وَاللَّهُ أَنْبَتَكُمْ مِنَ الْأَرْضِ نَبَاتًا
“Allah sizi yerden bir bitki gibi bitirmiştir.”(Nuh 71/17)[48].
Yeniden diriliş öncesi toprak, ana rahmi görevi göveri görecek, her bir insandan kalan bir kemik parçacığı da onun tohumu olacaktır. Bunu şu ayetten öğreniyoruz:
أَيَحْسَبُ الْإِنسَانُ أَلَّن نَجْمَعَ عِظَامَهُ .بَلَى قَادِرِينَ عَلَى أَن نُّسَوِّيَ بَنَانَهُ
“İnsan kemiklerinin bileşimini tekrar gerçekleştirmeyeceğimizi mi sanıyor? Evet, parmak uçlarını bile eski haline getirmenin ölçüsünü koyan Biziz.” (Kıyame 75/3-4)
Ruh ile bedenin ilk eşleşmesi ana rahminde olur. Bunu şu âyet açıkça ifade etmektedir:
وَاللَّهُ خَلَقَكُم مِّن تُرَابٍ ثُمَّ مِن نُّطْفَةٍ ثُمَّ جَعَلَكُمْ أَزْوَاجًا
“Allah sizi topraktan, sonra döllenmiş yumurtadan yaratmış, sonra da (bedeninizi ruhunuzla) eşleşmiş hale getirmiştir.” (Fâtır 35/11)
Yeniden dirilişte ruh ile bede/n, tekrar eşleştirilecektir. İlgili âyet şöyledir:
وَإِذَا النُّفُوسُ زُوِّجَتْ .
“Ruhlarla bedenler eşleştirilince” (Tekvîr 91/7)
Bu yüzden Ahirette yeniden dirilen, kendini uykudan uyanmış sanır.“Sura üflenmiştir. Bakarsın ki kabirlerinden Rablerine (onun istediği yere) doğru koşup gidiyorlar. (Günahkâr olanlar:) ‘Yazık oldu bize! Bizi uyuduğumuz yerden kim kaldırdı?’ derler.” (Yasin 36/51-52)
SONUÇ
Âyetlerin açıkça gösterdiği gibi Kur’an’da ruh kelimesi, iki anlamda kullanılır. Birincisi Allah’tan gelen bilgi, ikincisi de Allah’ın insanlara ve cinlere yüklediği yetenektir.
Allah, kendi bilgisinden meleklere, nebîlere, canlı ve cansız bütün varlıklara, tercih ettiği kadarını vermiş ve görevler yüklemiştir. Nebîlere verdiği bilgiler, kitaplara yazılmıştır. O kitaplarla buluşup içindekileri anlayanlar, hayat tarzlarını onlara göre değiştirirlerse imtihanı kazanmış olurlar. Bunu yapmak için menfaatleri ikinci sıraya atmak gerekir. Bu yüzden en zor iş, menfaatlerini bırakıp doğrulardan yana olmaktır.
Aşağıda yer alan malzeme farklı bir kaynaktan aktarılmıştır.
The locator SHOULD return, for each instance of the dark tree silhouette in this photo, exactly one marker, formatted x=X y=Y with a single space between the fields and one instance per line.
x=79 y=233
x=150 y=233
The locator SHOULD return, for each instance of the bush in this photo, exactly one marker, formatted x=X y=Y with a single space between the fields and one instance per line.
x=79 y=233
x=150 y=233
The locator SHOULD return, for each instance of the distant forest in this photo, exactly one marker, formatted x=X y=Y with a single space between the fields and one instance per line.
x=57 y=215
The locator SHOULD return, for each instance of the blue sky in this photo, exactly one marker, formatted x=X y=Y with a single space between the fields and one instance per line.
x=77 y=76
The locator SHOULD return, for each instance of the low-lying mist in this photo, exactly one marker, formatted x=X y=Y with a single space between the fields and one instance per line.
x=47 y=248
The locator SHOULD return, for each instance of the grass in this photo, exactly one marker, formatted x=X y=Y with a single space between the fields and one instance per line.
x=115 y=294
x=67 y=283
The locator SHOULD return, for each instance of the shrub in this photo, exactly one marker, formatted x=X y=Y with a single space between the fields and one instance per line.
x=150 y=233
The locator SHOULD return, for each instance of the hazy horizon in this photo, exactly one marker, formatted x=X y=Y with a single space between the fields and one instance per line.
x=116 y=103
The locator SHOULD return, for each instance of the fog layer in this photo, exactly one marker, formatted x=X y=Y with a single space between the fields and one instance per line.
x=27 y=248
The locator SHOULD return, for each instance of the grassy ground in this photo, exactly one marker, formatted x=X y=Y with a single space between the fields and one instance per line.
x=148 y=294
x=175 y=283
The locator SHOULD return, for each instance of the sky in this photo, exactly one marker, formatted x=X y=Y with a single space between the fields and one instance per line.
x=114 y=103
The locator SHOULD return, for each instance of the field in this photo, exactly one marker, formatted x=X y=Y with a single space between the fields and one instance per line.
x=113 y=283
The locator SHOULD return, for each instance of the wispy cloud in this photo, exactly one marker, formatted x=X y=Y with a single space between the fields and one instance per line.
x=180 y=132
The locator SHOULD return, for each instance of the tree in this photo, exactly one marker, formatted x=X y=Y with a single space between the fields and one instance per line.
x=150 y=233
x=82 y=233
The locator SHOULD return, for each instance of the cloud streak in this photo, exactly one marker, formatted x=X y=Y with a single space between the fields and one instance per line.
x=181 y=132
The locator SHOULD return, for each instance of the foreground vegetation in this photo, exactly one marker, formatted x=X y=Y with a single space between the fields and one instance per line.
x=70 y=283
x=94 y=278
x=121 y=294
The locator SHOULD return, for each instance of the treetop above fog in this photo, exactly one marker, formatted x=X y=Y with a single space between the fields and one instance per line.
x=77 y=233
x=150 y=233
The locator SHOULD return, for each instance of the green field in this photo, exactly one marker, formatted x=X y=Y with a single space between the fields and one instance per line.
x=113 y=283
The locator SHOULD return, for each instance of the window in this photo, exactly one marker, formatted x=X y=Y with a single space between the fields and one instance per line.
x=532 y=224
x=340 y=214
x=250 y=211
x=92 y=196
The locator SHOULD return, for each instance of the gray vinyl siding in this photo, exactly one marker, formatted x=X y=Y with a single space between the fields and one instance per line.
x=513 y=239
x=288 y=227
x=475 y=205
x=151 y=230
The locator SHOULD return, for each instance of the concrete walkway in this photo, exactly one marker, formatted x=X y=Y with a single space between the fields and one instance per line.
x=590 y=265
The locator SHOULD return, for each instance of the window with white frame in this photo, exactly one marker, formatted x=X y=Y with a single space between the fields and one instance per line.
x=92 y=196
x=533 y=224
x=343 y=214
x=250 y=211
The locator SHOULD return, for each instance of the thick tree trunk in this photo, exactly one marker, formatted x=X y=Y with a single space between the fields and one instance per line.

İkinci vücut gibi yüklenen ruh kişiye, işitmenin yanında dinleme, bakmanın yanında basiret, kan dolaşımını idare eden kalbin yanında gönül sahibi olma yeteneği kazandırır. Bu ruh onu, imtihan edilebilir varlıklar haline getirmenin yanında ona ait bilgileri saklayan bir depo görevi de yapar.
Allah Teâlâ, kendine hâkim olan, daima doğru şeyler yaparak imtihanı kazanan kullardan olmamızı nasip eylesin.
Abdulaziz BAYINDIR
____________________________________________________
[1] Zikir, bağlantılarıyla birlikte düşünülüp öğrenilen doğru bilgi, o bilgiyi kullanıma hazır tutmak, akla veya dile getirmektir (Rağıb el-İsbahânî, el-Müfredât, (Safvân Adnan Davudî’nin tahkikiyle) Dımaşk ve Beyrut 1412/1992. ذكر ve عرف maddeleri).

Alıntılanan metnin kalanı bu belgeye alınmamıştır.